Video credit: Eurosport
Le pourquoi du comment
Il est des matches dont la logique est claire comme de l'eau de roche. Des scores qui représentent parfaitement une dynamique, notamment quand ils sont à sens unique. Mais ce dimanche, sur le court Philippe-Chatrier, il fallait avoir des dons de voyance pour sentir quand le vent, qui a bien soufflé par séquences, allait tourner. Alexander Zverev et Carlos Alcaraz ont tour à tour paru avoir les clés d'une finale longtemps disputée sur un faux rythme.
La tension a évidemment joué un rôle majeur. Et rien ne pouvait mieux l'illustrer que les premiers coups de raquette de l'Allemand : deux doubles fautes et un break concédé d'entrée, difficile de se lancer plus mal. Tout aussi crispé, Alcaraz a rendu son avantage dans la foulée. Toutefois, c'est bien l'Espagnol qui a su le mieux entrer dans son match. Plus percutant, plus près de sa ligne, il s'est logiquement retrouvé en tête.

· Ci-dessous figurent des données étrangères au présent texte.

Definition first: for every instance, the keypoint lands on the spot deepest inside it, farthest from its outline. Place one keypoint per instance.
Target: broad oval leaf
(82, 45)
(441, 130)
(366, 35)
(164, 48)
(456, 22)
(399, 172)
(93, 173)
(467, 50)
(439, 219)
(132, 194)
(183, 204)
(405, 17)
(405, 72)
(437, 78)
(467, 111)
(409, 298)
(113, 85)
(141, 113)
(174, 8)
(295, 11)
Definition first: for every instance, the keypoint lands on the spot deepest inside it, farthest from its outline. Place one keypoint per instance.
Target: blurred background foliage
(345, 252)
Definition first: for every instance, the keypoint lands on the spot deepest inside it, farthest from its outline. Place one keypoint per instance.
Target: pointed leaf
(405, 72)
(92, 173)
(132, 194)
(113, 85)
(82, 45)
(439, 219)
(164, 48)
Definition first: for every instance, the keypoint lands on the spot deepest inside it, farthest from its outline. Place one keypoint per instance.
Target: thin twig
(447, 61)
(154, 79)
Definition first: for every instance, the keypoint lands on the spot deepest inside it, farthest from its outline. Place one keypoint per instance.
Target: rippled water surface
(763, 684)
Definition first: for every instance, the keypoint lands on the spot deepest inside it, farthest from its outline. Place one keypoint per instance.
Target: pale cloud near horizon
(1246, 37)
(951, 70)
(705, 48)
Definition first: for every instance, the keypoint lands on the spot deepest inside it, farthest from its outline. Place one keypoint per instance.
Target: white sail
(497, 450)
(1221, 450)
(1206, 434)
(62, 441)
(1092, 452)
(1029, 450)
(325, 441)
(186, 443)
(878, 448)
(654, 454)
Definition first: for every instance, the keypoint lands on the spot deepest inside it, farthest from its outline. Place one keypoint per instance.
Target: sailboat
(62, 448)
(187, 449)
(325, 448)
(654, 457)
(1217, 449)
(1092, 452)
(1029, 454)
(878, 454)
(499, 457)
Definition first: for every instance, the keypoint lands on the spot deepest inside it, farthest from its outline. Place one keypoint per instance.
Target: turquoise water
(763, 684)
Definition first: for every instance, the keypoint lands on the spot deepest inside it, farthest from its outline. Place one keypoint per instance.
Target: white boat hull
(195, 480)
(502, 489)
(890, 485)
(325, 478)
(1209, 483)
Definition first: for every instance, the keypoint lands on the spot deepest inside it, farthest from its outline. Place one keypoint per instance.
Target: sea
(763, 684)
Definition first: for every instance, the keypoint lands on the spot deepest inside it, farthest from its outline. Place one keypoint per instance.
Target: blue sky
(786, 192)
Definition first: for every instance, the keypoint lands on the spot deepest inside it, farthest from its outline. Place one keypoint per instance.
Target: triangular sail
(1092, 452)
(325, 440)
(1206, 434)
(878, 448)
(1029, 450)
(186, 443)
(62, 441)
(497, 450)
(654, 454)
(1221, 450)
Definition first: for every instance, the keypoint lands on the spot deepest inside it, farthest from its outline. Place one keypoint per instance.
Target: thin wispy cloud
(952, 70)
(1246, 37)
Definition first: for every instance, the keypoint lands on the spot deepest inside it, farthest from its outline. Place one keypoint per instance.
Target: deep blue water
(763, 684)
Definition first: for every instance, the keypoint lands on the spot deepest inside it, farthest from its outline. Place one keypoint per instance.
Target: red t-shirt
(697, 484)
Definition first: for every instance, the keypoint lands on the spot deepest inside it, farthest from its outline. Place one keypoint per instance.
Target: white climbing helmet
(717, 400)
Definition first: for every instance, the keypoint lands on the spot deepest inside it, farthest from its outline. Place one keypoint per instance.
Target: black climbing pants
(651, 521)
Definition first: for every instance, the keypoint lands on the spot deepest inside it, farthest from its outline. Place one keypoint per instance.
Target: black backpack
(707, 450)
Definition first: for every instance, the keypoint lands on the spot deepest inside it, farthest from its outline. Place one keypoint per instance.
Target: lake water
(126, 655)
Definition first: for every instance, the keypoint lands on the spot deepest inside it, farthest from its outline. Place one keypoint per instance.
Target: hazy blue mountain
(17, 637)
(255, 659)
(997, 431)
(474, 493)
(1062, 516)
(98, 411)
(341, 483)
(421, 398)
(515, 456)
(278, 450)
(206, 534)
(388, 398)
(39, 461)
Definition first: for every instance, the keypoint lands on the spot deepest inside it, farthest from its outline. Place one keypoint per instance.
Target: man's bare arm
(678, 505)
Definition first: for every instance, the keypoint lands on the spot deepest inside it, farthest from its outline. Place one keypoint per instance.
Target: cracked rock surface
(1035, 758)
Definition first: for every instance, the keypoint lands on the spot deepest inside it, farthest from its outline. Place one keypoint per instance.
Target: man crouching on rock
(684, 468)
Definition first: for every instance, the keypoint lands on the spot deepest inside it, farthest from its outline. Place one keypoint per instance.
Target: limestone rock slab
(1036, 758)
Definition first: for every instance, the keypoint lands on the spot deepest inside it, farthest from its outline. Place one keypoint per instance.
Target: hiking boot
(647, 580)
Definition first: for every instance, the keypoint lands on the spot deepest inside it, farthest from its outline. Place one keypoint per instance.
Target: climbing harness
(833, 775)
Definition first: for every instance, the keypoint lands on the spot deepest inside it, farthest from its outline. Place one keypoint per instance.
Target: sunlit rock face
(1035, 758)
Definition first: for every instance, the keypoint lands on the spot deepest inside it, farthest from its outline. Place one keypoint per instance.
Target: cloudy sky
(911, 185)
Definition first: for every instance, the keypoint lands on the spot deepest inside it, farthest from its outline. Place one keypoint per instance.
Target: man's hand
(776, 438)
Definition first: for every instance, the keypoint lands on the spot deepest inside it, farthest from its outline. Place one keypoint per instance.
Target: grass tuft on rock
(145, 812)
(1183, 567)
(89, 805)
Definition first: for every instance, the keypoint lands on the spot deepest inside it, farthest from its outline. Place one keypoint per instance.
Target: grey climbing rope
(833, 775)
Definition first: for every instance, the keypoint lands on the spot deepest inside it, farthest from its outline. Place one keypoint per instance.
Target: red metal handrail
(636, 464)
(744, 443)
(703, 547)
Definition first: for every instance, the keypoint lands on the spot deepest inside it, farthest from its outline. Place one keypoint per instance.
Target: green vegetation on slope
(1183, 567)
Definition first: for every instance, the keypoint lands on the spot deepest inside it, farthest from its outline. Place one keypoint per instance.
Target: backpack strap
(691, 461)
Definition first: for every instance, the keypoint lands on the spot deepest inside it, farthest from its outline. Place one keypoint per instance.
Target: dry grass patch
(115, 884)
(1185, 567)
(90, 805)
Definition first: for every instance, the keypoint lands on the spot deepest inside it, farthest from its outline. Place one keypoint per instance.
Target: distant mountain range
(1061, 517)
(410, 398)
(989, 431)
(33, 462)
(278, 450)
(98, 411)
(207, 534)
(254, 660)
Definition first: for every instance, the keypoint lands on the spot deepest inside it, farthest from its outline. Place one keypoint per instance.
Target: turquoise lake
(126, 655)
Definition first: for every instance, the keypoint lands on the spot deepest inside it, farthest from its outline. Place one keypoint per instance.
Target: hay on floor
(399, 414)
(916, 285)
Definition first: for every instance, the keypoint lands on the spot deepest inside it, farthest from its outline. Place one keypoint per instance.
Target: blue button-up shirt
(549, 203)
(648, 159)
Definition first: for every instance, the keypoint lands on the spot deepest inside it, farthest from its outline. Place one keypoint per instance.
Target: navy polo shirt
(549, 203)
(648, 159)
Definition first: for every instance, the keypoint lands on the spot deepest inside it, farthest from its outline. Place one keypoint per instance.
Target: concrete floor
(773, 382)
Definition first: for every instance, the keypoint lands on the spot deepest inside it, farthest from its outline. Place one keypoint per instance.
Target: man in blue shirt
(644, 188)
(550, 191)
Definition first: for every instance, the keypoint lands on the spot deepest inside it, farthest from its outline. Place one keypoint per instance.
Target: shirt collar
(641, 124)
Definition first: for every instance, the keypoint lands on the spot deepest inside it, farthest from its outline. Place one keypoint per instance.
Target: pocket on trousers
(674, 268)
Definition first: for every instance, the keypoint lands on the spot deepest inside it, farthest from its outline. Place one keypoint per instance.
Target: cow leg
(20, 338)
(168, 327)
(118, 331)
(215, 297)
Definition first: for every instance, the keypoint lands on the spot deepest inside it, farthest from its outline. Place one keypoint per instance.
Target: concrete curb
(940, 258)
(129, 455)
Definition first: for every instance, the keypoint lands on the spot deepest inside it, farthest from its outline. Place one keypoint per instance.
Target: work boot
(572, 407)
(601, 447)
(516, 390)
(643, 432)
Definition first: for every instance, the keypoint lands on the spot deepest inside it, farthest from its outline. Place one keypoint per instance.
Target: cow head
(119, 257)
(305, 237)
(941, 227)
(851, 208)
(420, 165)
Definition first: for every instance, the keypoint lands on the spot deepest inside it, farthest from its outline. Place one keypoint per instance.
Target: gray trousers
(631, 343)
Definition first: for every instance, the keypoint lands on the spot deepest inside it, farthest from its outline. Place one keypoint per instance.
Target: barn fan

Et à vrai dire, en début de deuxième set, quand le protégé de Juan Carlos Ferrero a sauvé trois balles de break d'entrée pour faire la course en tête, il était envisageable de le voir poursuivre sur sa lancée contre un Zverev retranché bien trop loin en fond de court. Mais le vent a donc tourné, et dans des proportions assez inquiétantes pour le Murcien. Non seulement, le grand "Sascha" est revenu puis passé devant au score, mais il a surtout pris le dessus dans le bras de fer à l'échange. L'Allemand avait alors les clés et s'il était resté dans ses dispositions, l'issue aurait sûrement été différente.
Seulement voilà, Zverev n'a pas tenu ce rythme. La perspective d'un premier sacre en Grand Chelem a-t-elle pesé dans son bras et dans sa tête ? Au vu des deux derniers sets, l'hypothèse semble au moins crédible. Et suivant le principe des vases communicants, Alcaraz a alors surgi. Il a su, lui, se libérer de la tension qui l'a longtemps paralysé pour finir plus entreprenant, relâché et déterminé. Ce n'est pas un hasard si le Murcien a désormais remporté 11 des 12 matches qu'ils a joués au bout des cinq sets. Son caractère et son instinct de survie sont ceux d'un champion hors normes. Zverev ne peut, malheureusement pour lui, pas en dire autant.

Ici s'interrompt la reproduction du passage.